Если для меня автором десятилетия стал Виктор Ремизов с его романом «Вечная мерзлота», уже получившим весомые премии, то «моим» автором минувшего года оказался как правило не обманывающий ожиданий Дмитрий Данилов. Кстати, ради самопиара замечу, что в Википедии среди приводимых отзывов пропущена ссылка на главное, что мне когда-то удалось о нем написать, — на статью о его превосходном романе «Горизонтальное положение»; текст мой «прятался» в юбилейном «приношении» Мариэтте Чудаковой (благодарная ей память!), а теперь републикован в только что вышедшем сборнике: Ирина Роднянская, «Книжная сотня».

В истекшем году мы располагаем (это — во-первых) полным на сегодняшний день собранием его драматургии: Данилов Д., «Человек из Подольска» и другие пьесы. М., ИД «Городец», 2021. — 264 с. с ил. (Книжная полка Вадима Левенталя). А во-вторых — его новой прозой: романом, опубликованным в № 11 «Нового мира», — «Саша, привет!»

Свежеизданный сборник пьес, в немалой мере усвоенных российской сценой, но по-прежнему загадочных, оказался поводом для размышлений не только моих: вещь, давшая название книге и наиболее популярная из них, стала объектом философского рассмотрения в статье Т. Бонч-Осмоловской («Новый мир», 2021, № 10), сборник же в целом отрецензирован в № 7 «Знамени» М. Мельниковой, которой замечен вызываемый порой этим чтением «леденящий ужас» (трудно возразить, хотя там сплошь комедии и лишь одна мелодрама). «Новомирский» же анализ приближается к разгадке, к какой мысленно пришла и я, — о мистической, условно говоря, подкладке этих пьес. Врывающиеся словно ниоткуда расспросчики и дознаватели подноготной центральных или же выхваченных из людской толпы лиц — это существа из мира духов, скорее всего, те, кого, в согласии с полуапокрифическими представлениями о посмертных мытарствах, встретит душа на своем пути в вечность: «Ангели бо грознии поймут тя, душе…» (из Покаянного канона). В «Человеке из Подольска» эта процедура перенесена в полицейский участок, в фарсе «Что вы делали вчера вечером?» интервьюер под конец сам же и подвергает телесному наказанию пустопорожние души, в комической мистерии «Сережа очень тупой» инфернальные почтовые курьеры устрашают благополучного интеллигента-технаря неведомой угрозой, но природу посетителей угадывает его отнюдь не «тупая» жена, сумевшая выпроводить преисподних гостей и не забывающая о тщательном мытье рук после их ухода (обряд очистительного омовения). О драматургии Данилова, никак не менее, а то и более глубокой, чем у великолепного абсурдиста Ионеско, хотелось бы написать — и, быть может, когда-нибудь напишется — подробней и точней. Пока замечу, что, перенося посмертные злоключения по эту черту жизни, автор оказывает читателю немалую услугу — побуждает его к духовной саморевизии без всякой дидактики и нажима.

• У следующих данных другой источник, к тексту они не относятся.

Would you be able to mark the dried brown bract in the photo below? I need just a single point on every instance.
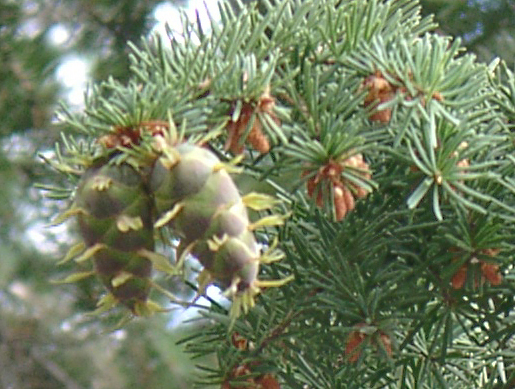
(328, 179)
(489, 271)
(256, 137)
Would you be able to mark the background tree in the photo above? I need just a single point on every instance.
(28, 86)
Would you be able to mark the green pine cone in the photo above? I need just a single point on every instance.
(211, 216)
(116, 217)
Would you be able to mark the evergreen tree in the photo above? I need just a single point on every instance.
(386, 155)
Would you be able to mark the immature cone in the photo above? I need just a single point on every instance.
(114, 215)
(195, 195)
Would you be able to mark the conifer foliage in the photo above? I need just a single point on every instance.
(381, 255)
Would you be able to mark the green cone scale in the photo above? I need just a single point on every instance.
(115, 220)
(209, 214)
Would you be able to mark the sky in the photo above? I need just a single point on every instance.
(73, 71)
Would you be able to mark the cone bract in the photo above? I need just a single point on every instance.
(116, 214)
(213, 220)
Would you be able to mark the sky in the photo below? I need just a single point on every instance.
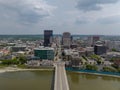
(83, 17)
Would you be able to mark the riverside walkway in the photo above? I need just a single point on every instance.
(61, 82)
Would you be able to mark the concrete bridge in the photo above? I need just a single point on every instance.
(61, 82)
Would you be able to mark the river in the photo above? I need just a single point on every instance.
(41, 80)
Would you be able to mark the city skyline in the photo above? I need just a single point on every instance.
(76, 16)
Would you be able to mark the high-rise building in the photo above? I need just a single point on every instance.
(100, 49)
(48, 35)
(66, 39)
(95, 39)
(45, 53)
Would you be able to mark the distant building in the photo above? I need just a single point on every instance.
(44, 53)
(95, 39)
(66, 40)
(48, 35)
(18, 48)
(100, 49)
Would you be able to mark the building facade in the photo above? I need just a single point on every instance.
(100, 49)
(48, 36)
(44, 53)
(66, 39)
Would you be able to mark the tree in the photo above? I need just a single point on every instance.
(91, 67)
(22, 59)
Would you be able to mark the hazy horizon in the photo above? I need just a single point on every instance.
(81, 17)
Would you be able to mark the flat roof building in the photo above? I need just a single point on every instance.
(44, 53)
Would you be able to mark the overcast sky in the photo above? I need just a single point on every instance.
(75, 16)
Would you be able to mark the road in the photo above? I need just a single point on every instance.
(61, 82)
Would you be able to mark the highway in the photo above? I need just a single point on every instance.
(61, 82)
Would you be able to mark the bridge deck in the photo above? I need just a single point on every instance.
(61, 82)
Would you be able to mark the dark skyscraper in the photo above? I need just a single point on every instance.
(48, 35)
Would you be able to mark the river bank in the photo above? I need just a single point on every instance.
(98, 73)
(12, 69)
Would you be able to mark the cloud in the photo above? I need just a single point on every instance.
(109, 20)
(25, 11)
(93, 5)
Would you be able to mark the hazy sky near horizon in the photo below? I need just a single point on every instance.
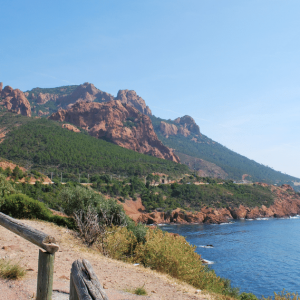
(233, 65)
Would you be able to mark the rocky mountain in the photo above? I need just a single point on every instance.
(183, 126)
(286, 203)
(50, 100)
(183, 136)
(117, 122)
(14, 100)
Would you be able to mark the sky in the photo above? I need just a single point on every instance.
(234, 65)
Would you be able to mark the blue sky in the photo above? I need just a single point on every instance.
(234, 66)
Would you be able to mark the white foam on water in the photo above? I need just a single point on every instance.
(207, 262)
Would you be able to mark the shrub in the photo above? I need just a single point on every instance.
(119, 243)
(6, 188)
(88, 225)
(10, 270)
(175, 256)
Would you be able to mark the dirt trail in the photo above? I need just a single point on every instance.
(118, 278)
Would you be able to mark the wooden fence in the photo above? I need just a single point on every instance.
(84, 284)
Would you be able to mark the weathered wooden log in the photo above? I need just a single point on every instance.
(73, 292)
(34, 236)
(45, 276)
(85, 281)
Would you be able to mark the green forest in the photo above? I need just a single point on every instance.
(185, 194)
(42, 145)
(234, 164)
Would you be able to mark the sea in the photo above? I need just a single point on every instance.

Что касается романа «Саша, привет!», то это уже третье «приглашение на казнь» немногим более чем за век русской литературы (первое — «Рассказ о семи повешенных» Леонида Андреева, второе, понятно, — Владимира Набокова). Всякий раз это связано с разломом в социуме, и невольно задумываешься, не будет ли иметь столь четкий тренд продолжения. У Данилова получилась антиутопия, крепко зацепленная за две приметы текущей реальности: первая из них — всенародные мечтания о возвращении смертной казни «хотя бы» для коррупционеров и педофилов, вторая —лицемерная гуманность политкорректного неолиберализма, подчас превосходящая архаическую жестокость. Неожиданно для себя я, читая, ощутила такую принудительную идентификацию с осужденным героем, что едва опомнилась… Словом, Дмитрий Данилов — мыслящий художник, и претворяемая воображением область его мысли — философская антропология, этически выверенная христианством. Неплохим комментарием к ней может послужить интервью писателя в № 1 «Вопросов литературы» за 2022 г. («Россию будет не узнать…»)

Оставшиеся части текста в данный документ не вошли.